The initial Tapestry HDS-300R holographic disc drives shipped in December to beta users
The Tapestry HDS-300R, which is the first rev of the product, will use a write-once format suited to regulatory agencies and is aimed strictly at the archival market for industries such as IT, health sciences, government agencies and professional video recording. InPhase plans to come to market with a re-writable format disc by the end of 2008.
"We're not going to play in the backup market at all," said Nelson Diaz, CEO of InPhase, in Longmont, Colo.
InPhase's first generation product has a data transfer rate of 20MB/sec., 100,000-hour meantime between failure rate and a 50-year expected lifespan. By the end of 2008, InPhase plans a second-generation 800GB optical disc with data transfer rates of about 80MB/sec., with plans to expand its capacity to 1.6TB by 2010. Diaz said his company plans to make all of its products backward compatible.
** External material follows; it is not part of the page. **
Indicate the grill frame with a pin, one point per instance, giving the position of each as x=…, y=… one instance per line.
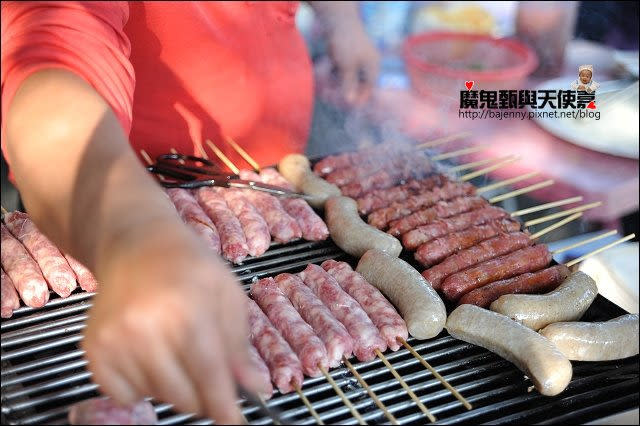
x=42, y=376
Diaz also said InPhase announced today that it has signed a partnership with jukebox manufacturer DSM Handhabungssysteme GmbH & Co. KG in Germany, to adapt its holographic drives to a library system. Diaz said DMS plans to have a holographic library out in early 2008 with up to 675TB of capacity. InPhase is also working with a number of other tape library manufacturers to adapt their technology.
Each holographic disk actually holds up to 600GB. Diaz said the remaining 300GB not being used for data storage is taken up by error correction software. "We have lots and lots of data redundancy. Because we're going after the archive market we've really erred on the side of caution in terms of data recovery," said Liz Murphy, vice president of marketing at InPhase.
To a backup server the holographic disc looks like a drive letter, allowing users to drag and drop files, Murphy said.
"We've also tried to make as easy to integrate as possible from a software perspective. So it can emulate a DVD, CD-R, magnetic optical disc or tape drive. So software companies don't have to do any major changes to write to it in native mode," Murphy said.
The optical platters are encased in a 5.25-in. square casing that looks like a floppy disk, except that they're 3 millimeters thick. The platter itself is 1.5 millimeters thick and data is written as a holographic image throughout the substrate of the disc.
Unlike CDs and DVDs where data is written on the surface, data is written throughout the substrate of the disc, meaning scratches, dust or dirt have little effect on data retrieval, Diaz said.
At $18,000 for a holographic disk drive, InPhase has priced its product roughly mid-point between a $30,000 enterprise-class tape drive and midrange tape drives such as LTO tape drives, which go for around $4,000. The holographic platters will retail for $180 each.InPhase was spun off the technology from Bell Laboratories in 2000. The company plans to sell the product through resellers. Hitachi Maxell Ltd. will be manufacturing the tapestry line of holographic discs with photopolymer materials from Bayer MaterialScience AG.
Diaz said he already has orders for the product from big-name organizations such as Turner Broadcasting System Inc., the U.S. Geological Survey and Lockheed Martin Corp.